Он как сестрицу вспомнил, так у меня сразу слезы из глаз, а он меня по спине хлопает да разговор скорее переводит: «Ну, будет, будет, давай-ка вон, зайцев возьмем, я третьего дня настрелял, пошли».
Во дворе стоял морозильный ящик, сложенный из снега со льдом, куда он складывал завернутых в тряпицу потрошенных уже зверьков.
Перед уходом мы немца раненого определили на чердак, на тот случай, если к деду вдруг партизаны заявятся, да велели сидеть тихо.

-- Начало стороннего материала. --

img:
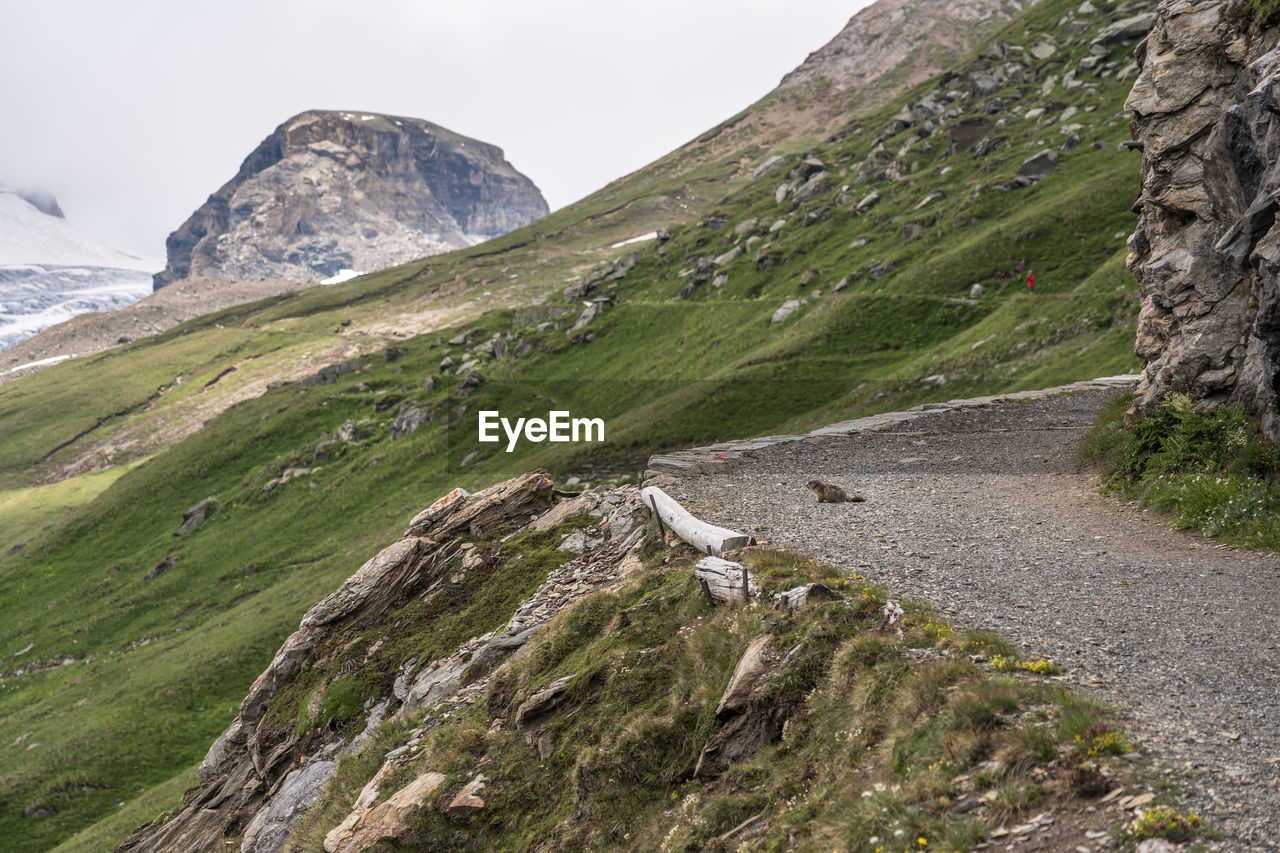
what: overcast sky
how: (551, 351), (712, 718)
(0, 0), (868, 257)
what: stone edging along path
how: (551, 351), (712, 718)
(645, 377), (1280, 850)
(644, 374), (1138, 479)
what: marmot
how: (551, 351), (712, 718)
(809, 480), (867, 503)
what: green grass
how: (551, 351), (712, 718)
(1083, 394), (1280, 551)
(289, 551), (1136, 852)
(0, 0), (1162, 850)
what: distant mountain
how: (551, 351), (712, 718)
(0, 188), (160, 350)
(155, 110), (548, 289)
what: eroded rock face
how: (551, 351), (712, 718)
(118, 470), (646, 853)
(155, 110), (547, 289)
(778, 0), (1024, 91)
(1125, 0), (1280, 441)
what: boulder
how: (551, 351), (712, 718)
(751, 154), (786, 181)
(716, 634), (774, 717)
(173, 498), (216, 537)
(769, 300), (805, 325)
(444, 774), (489, 815)
(241, 761), (338, 853)
(390, 406), (434, 441)
(1018, 149), (1057, 181)
(324, 771), (447, 853)
(154, 110), (548, 289)
(791, 172), (829, 209)
(947, 117), (995, 154)
(1093, 12), (1156, 45)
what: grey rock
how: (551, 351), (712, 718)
(1018, 149), (1057, 181)
(1125, 5), (1280, 441)
(791, 172), (829, 209)
(1093, 12), (1156, 45)
(751, 154), (786, 181)
(390, 406), (434, 441)
(769, 300), (805, 325)
(154, 110), (548, 289)
(854, 190), (881, 213)
(241, 761), (338, 853)
(173, 497), (216, 537)
(335, 418), (360, 444)
(712, 246), (742, 266)
(947, 117), (995, 154)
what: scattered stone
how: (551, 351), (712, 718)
(854, 190), (881, 213)
(1093, 12), (1156, 45)
(173, 497), (216, 537)
(947, 117), (995, 155)
(751, 154), (786, 181)
(1018, 149), (1057, 181)
(390, 404), (432, 441)
(322, 771), (447, 853)
(453, 370), (484, 400)
(444, 774), (489, 815)
(769, 300), (806, 325)
(716, 634), (774, 717)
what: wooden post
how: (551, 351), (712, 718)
(694, 557), (759, 605)
(640, 485), (751, 557)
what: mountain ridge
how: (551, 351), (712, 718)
(155, 110), (548, 289)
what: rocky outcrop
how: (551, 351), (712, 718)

Потом он там и прижился, на чердаке-то.
Когда мы выходили, дед свистнул дворовой Куле, чтобы она с нами пошла, и сказал: «Не годится вам совсем без пса оставаться, отдам вам ее».
По дороге, пока мы заметали немцевы кровавые следы хвойными ветками, дед мне говорил:
«Что живой он, никому чтоб не говорила, ни мамке, ни сестрам, ни к чему это: коли они меньше знают, то и целее будут».
Думал он и о себе, и о нас, потому что если прознают, что мы фашиста спрятали, беда будет всем.
Сестры нам с дедом так обрадовались, что выбежали встречать все из дома, даже маленькая Машенька, они уж думали, что меня убили. Варька-дурочка автоматом размахивает. Куля от такой радости всех облаяла да в снегу изваляла.